VoodooPad Cryptography Overview

This document provides a high-level overview of the encryption implementation released in VoodooPad 5.1.4 (Mac) and VoodooPad 2.1.4 (iOS).

Additional technical details are available via the VoodooPad Crypto Specification.

VoodooPad prior to Plausible Labs

After Plausible Labs' acquisition of VoodooPad, a cryptography audit was performed, and VoodooPad's legacy encryption implementation was found to be fundamentally insecure. This standard was developed as a replacement, using only well-documented and well-understood primitives and protocols. The standard is published publicly to allow for external review, verification, and comment.

As of 5.1.4 (Mac OS X) and 2.1.4 (iOS), all VoodooPad releases ship with a secure encryption implementation conforming to this standard. In addition, VoodooPad will display a warning — and allow the user to perform an immediate upgrade — upon opening a document encrypted with the insecure legacy cryptography implementation.

Design Overview

VoodooPad supports two modes of document encryption:

  • Full document encryption: All resources within a document are fully encrypted and unreadable without the document password.
  • Single page encryption: User-specified pages are encrypted and unreadable without a per-page password; multiple passwords may be used for different pages, and the document may contain both encrypted and unencrypted data.

Both per-page and full-document encryption are based on the composition of well-understood standards and recommendations:

To prevent padding oracle attacks, as well as to decrease the potential attack surface of the application, VoodooPad leverages encrypt-then-MAC for all authenticated encrypted data.

PBKDF2-HMAC-SHA512 is used for all password-based key derivation, and HKDF is used to generate subkeys from the PBKDF2 output, where required. Keys are only ever used for a single purpose.

VoodooPad also makes use of SQLite to generate indices of document data for faster querying and searching, stored seperately in ~/Library/Caches. Refer to Appendix A for additional details regarding the use of encryption with SQLite.

Full Document Encryption

When performing full document encryption, multiple keys are used to perform encryption and authentication of the VooodooPad document:

  • A Document Master Key (DMK) is derived from the user-supplied password via PBKDF2. This key is only used as input to HKDF to generate additional subkeys.
  • Two sub-keys are generated from the DMK via HKDF:
    • DMK-SUBKEY - Used to encrypt and authenticate randomly generated data protection keys.
    • DMK-SQLITE - Used with SQLite SEE (refer to Appendix A) to encrypt and authenticate the AES-128-CCM-protected document data cache.
  • Data Protection Keys (DPK) are used to perform encryption and authentication of document data (other than SQLite). These keys are randomly generated, never re-used, and encrypted and authenticated using the DMK-SUBKEY key.

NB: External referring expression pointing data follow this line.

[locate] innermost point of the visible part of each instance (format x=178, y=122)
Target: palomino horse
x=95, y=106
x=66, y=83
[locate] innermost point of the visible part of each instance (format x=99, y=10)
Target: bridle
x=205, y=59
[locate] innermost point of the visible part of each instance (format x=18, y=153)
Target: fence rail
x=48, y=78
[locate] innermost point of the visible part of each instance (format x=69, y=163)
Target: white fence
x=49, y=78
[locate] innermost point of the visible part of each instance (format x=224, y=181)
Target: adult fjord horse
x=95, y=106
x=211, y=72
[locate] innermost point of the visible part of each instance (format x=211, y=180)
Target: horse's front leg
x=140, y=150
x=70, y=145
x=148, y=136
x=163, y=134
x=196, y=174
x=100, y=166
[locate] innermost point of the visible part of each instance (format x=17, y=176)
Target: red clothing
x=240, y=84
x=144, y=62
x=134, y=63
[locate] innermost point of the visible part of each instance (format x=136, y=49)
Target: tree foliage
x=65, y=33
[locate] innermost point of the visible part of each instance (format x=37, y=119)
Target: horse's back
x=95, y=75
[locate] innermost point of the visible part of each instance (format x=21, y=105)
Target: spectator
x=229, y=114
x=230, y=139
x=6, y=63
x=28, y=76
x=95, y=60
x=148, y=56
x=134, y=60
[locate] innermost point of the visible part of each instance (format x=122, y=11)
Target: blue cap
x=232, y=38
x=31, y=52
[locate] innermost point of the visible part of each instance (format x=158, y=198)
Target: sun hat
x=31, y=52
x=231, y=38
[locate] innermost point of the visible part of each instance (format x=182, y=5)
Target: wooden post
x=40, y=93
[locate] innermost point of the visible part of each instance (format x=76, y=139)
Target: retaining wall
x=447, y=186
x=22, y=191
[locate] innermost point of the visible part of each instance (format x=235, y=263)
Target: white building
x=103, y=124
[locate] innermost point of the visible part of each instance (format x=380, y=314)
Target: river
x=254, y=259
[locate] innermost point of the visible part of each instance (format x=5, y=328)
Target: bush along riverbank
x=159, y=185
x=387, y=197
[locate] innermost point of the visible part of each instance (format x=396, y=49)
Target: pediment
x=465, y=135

If the document password is changed:

  • A new DMK is derived from the user-supplied password via PBKDF2.
  • New DMK-SUBKEY and DMK-SQLITE keys are derived from the DMK via HKDF.
  • All existing DPKs are re-encrypted with the new DMK-SUBKEY key.
  • The SQLite SEE cache is re-keyed with the new DMK-SQLITE key.

Per-Page Encryption

Per-page encryption builds on the same cryptographic foundation as full-document encryption, but uses a slightly simplified keying model based on per-page password-based key derivation:

  • A Page Master Key (PMK) is derived from the user-supplied password via PBKDF2. This key is only used as input to HKDF to generate additional subkeys.
  • A single sub-key is generated from the PMK via HKDF:
    • PMK-DATA - Used to encrypt and authenticate the page data directly.

If the page's password is changed, new PMK and PMK-DATA keys are generated as above, and the page data is re-encrypted with the newly derived keys.

Unlike full-document encryption, per-page encryption exposes page meta-data — including the page name — as unauthenticated plaintext in the document's SQLite cache (stored seperately from the document in ~/Library/Caches);

Refer to the VoodooPad Crypto Specification for a complete accounting of meta-data exposed via per-page encryption.

Appendix A: SQLite Encryption Extension (SEE)

When encrypting SQLite indexes, VoodooPad makes use of SEE, a proprietary encryption extension authored by the SQLite developers. SEE supports a fixed set of ciphers and encryption modes; VoodooPad uses SEE's AES-128-CCM implementation to ensure both confidentially and authentication of the per-document index data.